I shower as quietly as I can off of the master bedroom where my wife and daughter are asleep together. Tracy holds Shea in her arms, propped up by pillows, and her eyes are closed. It's become a ritual, to watch them sleep as I brush my teeth, put on deodorant and get dressed. When I am dressed and ready to leave for another day I kiss them both on the forehead. Tracy stirs as I press my lips against the warmth of her skin. Her eyelids flutter and she will open them for the briefest of moments and mutter, "I love you," in a near incomprehensible whisper. I turn then to my daughter, my beautiful Shea, and I brush my lips against her forehead and her cheek. Today, for the first time, she smiles at me. She does not open her eyes, but she gives me a huge open-mouth smile that almost brings me to tears.
The last two weeks have been terrible. Work has become more and more demanding of my time, depleting my energy reserves to almost imperceptible levels. I have been riddled with guilt over the lack of time I have with my family and, through misunderstanding, went through two days of hell where I thought my family felt I was abandoning them, or at least neglecting them. In the midst of this, I got a cold. I feel like crap at work and, because of my program requiring so much of my vacation time, I am unable to take a sick day. I burned the one extra day I had on Friday and came down with the cold on Monday.
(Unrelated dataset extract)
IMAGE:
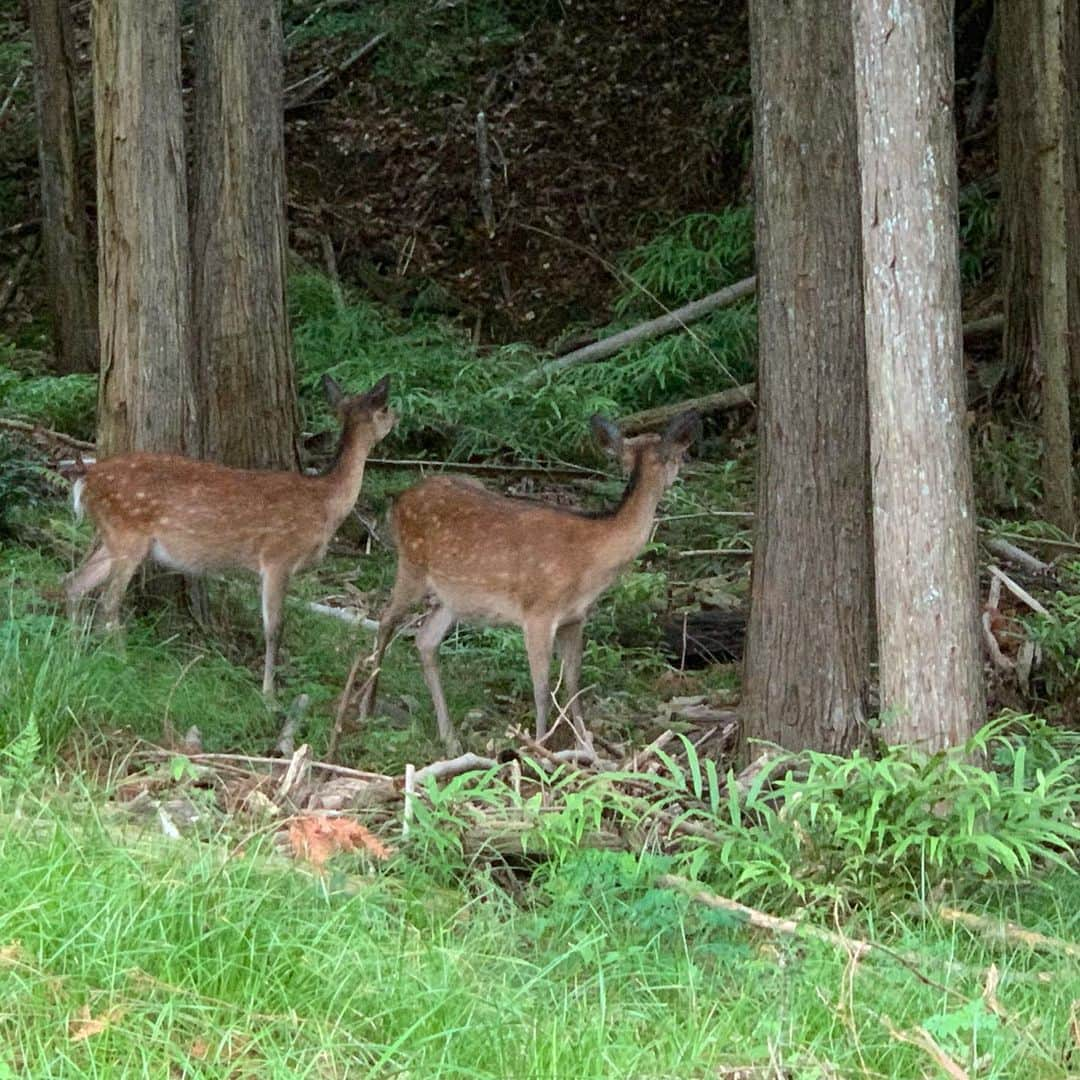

I've been feeling like the hamster on the wheel lately, running with a singular focus and getting no where. I am going to have to make some changes here soon in regards to my employment because I don't think I can withstand it.
My job recently changed to where I have to make 200 phone calls a day. I am basically a glorified telemarketer. It is terrible. I have had people hang up on me multiple times every day. I have people talk to me in ways that I wouldn't dare talk to a stranger. It's fatiguing.
The semester is almost over and I feel like I haven't written a single story that will make it into my thesis. I'm not sure if any of them are salvageable. It's frustrating. So, I'm left again in the place where self-doubt calls my education into question. Am I passionate enough about my art to continue? Can I survive this period in my life which is so fraught with conflicting pressures and deadlines? I'm not sure.
So, this morning, carrying the weight of the cold in my chest and the dread of another day spent on the phone making 200 phone calls, I'm met with the toothless smile of my wonderful daughter who makes me feel like I have to do it. I have to do it for her. If there is anything in this world worth fighting for, worth becoming a better man for, it is her. It is for her and her mother that I fight on. It is because of their love that I want to acheive the elevation of my soul and the opening of my heart. I want to be good. For them, I want to be good.